In a statement released on March 18, church leaders signaled they considered church an essential service like police and fire departments and hospitals.

“We feel that it is very important, at this time, that we keep our doors open for anyone who needs prayer or ministry and to make ourselves available to minister hope and healing and comfort to them,” the statement said. “We believe God’s Word to us, which says to trust Him and to not be fearful but to have faith in Him.”

The statement said the church “is doing, and will do, everything in our power to support the efforts of our wider community by cleaning and sanitizing surfaces and take any other recommended measures to protect our people and keep them healthy and safe.”

“If anyone is either not feeling well or would prefer to take the precaution of remaining at home for their own health, we encourage them to do that and to continue to watch the services online,” the statement said.

In a public Facebook post on March 23, Howard-Browne’s wife and church co-founder Adonica Howard-Browne said the country’s founders “were intimately familiar with pandemics, viruses and plagues, yet they did not allow any to suspend our Constitutional liberties.”

“Not one word in the Constitution about plagues or pandemics to exempt the government from any of our Bill of Rights,” the post says. “Why do our current courts allow it?
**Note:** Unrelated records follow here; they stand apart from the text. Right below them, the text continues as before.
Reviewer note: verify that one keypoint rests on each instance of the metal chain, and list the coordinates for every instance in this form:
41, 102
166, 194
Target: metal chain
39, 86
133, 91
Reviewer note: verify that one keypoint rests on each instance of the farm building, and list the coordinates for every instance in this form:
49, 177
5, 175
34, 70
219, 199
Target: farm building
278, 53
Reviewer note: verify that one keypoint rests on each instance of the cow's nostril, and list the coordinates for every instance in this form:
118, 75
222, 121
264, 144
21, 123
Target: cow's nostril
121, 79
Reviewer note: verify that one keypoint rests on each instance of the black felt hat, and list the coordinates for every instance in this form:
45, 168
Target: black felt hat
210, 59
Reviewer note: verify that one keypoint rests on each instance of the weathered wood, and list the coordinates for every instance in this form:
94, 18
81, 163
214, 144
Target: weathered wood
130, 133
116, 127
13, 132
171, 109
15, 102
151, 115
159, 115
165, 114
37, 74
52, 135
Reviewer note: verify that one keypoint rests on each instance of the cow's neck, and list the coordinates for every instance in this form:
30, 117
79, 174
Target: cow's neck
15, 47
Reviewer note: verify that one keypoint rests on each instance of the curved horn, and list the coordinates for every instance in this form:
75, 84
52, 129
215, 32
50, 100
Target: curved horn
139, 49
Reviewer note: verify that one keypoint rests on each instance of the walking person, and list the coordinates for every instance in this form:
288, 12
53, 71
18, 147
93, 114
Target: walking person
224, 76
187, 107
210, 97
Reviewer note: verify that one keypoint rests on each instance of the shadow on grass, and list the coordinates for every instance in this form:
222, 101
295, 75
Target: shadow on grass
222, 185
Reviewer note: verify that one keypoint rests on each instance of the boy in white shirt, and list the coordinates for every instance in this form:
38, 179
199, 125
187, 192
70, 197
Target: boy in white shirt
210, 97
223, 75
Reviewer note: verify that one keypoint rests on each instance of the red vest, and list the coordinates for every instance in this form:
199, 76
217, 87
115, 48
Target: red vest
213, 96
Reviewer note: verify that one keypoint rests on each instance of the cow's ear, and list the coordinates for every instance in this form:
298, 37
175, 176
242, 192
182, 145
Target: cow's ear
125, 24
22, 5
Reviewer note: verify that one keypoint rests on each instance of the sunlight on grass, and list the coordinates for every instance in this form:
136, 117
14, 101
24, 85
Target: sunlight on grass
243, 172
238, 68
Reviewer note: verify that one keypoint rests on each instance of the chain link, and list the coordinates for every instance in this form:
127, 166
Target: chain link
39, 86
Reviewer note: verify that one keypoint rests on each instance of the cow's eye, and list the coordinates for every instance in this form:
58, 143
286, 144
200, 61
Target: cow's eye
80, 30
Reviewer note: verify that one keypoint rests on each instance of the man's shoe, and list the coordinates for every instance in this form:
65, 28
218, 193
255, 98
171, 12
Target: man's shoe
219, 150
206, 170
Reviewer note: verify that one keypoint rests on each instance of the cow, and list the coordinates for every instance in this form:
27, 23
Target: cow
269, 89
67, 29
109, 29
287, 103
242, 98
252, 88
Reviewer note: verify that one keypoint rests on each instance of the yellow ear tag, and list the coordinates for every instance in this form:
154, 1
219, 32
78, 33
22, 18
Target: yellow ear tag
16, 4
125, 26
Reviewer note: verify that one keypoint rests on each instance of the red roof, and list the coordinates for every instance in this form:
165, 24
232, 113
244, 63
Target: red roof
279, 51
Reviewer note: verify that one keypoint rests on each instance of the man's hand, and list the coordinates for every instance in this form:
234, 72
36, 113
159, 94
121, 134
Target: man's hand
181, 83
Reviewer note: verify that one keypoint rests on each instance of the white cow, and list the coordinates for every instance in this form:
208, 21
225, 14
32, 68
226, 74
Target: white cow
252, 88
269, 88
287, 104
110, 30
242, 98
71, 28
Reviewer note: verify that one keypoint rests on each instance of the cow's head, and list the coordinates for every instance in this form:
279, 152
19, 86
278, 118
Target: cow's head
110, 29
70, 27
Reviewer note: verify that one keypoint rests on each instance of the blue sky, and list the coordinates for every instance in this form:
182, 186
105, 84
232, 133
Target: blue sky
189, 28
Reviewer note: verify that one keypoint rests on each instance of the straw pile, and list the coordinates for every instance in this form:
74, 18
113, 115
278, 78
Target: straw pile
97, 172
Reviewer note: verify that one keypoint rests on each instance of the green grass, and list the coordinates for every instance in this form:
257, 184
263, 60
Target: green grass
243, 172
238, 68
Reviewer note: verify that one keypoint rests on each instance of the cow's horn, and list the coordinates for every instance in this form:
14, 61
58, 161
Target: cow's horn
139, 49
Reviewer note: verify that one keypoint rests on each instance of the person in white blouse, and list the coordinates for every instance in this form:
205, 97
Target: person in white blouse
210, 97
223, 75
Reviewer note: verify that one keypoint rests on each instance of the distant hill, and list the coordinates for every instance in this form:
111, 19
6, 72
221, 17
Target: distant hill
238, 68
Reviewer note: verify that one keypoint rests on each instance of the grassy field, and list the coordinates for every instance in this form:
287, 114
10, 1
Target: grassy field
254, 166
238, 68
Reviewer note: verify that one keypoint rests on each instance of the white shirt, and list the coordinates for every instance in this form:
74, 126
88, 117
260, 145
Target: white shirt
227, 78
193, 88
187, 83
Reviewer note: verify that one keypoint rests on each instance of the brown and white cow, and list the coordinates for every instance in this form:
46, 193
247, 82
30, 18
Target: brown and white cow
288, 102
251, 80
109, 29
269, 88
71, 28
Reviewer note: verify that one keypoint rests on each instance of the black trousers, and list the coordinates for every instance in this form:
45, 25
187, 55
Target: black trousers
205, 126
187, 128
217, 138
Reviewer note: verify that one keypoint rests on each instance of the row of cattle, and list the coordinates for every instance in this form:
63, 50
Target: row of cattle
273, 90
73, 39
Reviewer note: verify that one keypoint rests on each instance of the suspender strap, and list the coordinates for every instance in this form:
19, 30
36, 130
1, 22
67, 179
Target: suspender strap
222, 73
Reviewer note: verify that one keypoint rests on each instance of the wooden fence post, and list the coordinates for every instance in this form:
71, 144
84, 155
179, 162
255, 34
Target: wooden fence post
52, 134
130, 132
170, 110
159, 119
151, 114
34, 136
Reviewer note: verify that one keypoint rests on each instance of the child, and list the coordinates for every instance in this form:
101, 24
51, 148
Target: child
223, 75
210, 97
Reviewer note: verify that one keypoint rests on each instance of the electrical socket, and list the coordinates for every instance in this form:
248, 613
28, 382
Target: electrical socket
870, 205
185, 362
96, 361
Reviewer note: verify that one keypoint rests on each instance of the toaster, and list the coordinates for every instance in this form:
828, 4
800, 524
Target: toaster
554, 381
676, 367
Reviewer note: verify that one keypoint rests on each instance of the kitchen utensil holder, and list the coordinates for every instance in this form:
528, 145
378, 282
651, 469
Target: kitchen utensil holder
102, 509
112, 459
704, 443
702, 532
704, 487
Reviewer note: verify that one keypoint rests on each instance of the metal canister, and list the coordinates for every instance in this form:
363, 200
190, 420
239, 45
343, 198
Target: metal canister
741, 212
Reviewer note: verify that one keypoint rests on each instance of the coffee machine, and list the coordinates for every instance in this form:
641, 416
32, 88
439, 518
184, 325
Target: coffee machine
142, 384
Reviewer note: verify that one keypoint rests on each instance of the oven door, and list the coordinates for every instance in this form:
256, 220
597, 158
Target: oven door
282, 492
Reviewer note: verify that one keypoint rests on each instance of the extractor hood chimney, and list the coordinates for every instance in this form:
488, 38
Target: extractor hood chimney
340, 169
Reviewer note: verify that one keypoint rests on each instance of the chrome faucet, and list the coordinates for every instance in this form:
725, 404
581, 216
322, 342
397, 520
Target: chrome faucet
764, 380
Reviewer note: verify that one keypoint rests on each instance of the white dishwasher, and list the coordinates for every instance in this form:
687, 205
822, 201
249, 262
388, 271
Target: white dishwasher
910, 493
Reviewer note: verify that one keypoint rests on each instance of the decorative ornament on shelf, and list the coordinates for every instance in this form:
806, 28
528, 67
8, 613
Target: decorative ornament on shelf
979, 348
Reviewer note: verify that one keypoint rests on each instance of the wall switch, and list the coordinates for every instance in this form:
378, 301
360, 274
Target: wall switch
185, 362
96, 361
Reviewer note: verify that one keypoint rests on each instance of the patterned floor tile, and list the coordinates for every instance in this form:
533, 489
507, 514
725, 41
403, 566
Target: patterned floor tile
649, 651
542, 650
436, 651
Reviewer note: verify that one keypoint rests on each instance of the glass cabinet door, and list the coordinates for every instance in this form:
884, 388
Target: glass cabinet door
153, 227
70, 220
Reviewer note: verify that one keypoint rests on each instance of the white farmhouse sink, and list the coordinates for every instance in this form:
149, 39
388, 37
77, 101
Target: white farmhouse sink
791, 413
Because the public is asleep at the wheel. Think the pandemic threatens to kills us all? A review of the data shows the pandemic is more panic than plague.”

As of Monday, COVID-19 was responsible for more than 2,500 deaths in the United States, 63 of them in Florida, according to Johns Hopkins University and the Florida Department of Health.

Born in South Africa, the Harold-Brownes and their three children moved to the United States in 1987 and founded The River at Tampa Bay in 1996, according to the church website and Facebook page. They also founded Revival Ministries International, the River Bible Institute, River School of Worship, and the River School of Government. The church campus is off Dr. Martin Luther King Jr. Boulevard, near Interstate 75.